The NDP says for-profit homes have had much higher infection rates than non-profit and publicly owned homes.
“Our loved ones in long-term care deserve to live comfortably and to feel safe. That’s true for the hardworking staff who look after them too,” said NDP MP Gord Johns (Courtenay–Alberni).
“The problems highlighted by the pandemic are not new, COVID-19 just made them worse. These problems are the result of cuts to healthcare from successive Liberal and Conservatives governments. New Democrats are fighting for a strong and well-funded public health care system.”
“Justin Trudeau let some long-term care providers give millions of dollars in dividends to their shareholders while they were receiving the wage subsidy and while hundreds of their residents and staff members lost their lives,” said NDP MP Alistair MacGregor (Cowichan –Malahat–Langford).
“Canadians expect a different approach to long-term care; one that puts the wellbeing of our loved ones first.”
The NDP says it “has a plan to fix this broken long-term care system.”
In addition to removing profit, they proposed to work collaboratively with residents, experts, caregivers, and provincial and territorial governments to develop national care standards for long-term care.
According to the NDP, these standards will include accountability mechanisms and data collection.

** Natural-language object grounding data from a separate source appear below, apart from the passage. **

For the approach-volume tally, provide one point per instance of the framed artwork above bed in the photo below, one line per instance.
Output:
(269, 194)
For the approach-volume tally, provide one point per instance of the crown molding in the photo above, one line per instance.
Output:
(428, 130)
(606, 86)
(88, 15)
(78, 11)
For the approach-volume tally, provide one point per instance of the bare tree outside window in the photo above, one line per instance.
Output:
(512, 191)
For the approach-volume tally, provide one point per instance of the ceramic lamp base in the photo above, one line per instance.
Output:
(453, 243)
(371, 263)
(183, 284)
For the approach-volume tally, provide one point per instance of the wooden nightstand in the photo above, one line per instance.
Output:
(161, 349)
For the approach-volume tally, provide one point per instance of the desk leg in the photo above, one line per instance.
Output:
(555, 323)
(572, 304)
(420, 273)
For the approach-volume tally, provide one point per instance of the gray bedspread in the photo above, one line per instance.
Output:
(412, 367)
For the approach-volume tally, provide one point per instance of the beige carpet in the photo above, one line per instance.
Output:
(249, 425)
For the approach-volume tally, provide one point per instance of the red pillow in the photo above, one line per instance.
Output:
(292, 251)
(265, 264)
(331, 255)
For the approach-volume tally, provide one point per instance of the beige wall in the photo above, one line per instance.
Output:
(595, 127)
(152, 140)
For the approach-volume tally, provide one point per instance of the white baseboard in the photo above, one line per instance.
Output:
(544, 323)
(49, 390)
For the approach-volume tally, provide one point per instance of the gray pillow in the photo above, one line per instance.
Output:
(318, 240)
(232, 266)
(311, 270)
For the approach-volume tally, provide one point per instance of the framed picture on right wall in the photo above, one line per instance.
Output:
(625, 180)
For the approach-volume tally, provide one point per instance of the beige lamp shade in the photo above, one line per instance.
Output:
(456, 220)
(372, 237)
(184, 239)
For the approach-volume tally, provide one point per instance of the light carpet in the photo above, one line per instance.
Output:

“We’ll also improve working conditions for front-line workers in the long-term care sector, boost wages and ensure workers are provided the training and resources they need to provide the high-quality care all seniors deserve,” the party said in a release.
“We can and will do better for our parents and grandparents in long-term care and for those who work so hard to look after them. We know it’s a tough job that got even tougher during the COVID-19 pandemic,” said NDP MP Rachel Blaney (North Island–Powell River).
“The Liberal government has stood by and allowed wealthy investors to profit off long-term care while workers were overwhelmed and our loved ones got sick.”
Blaney said the pandemic has highlighted some “serious concerns” with seniors facilities and long-term care.
“When you look at the proposal that we’ve made, it’s really about, how can we do better collectively, as a country, to make sure that we don’t see that happen again. We’ve heard many times prior to COVID-19 that the funding and resources available for seniors care facilities is a major concern, partially because we have a growing, ageing population in Canada, and this is a concern for those few who will need those facilities. I think it’s important to remind Canadians that the majority of seniors live out their lives in their own homes.”
She pointed to Canada’s healthcare model: “There was a decision, by Canadians, that we wanted to see a collective purchasing power in there. We didn’t want to see people getting sick, having serious health concerns and losing absolutely everything, and I think nobody wants to see seniors living in substandard areas where they are suffering terribly and we have seen that. So many people who died of COVID lived in those long-term care facilities. We need to do better.”
Federal seniors minister Deb Schulte opposed the motion.
On her Twitter account, Schulte pointed out that under our constitution, provinces and territories are responsible for regulating long-term care.
She added that the federal government does not have the legal authority to do what the NDP is proposing.
Schulte said that “instead of political games, I invite the NDP to join us in the difficult work of advancing and championing national standards to strengthen all long-term care homes.”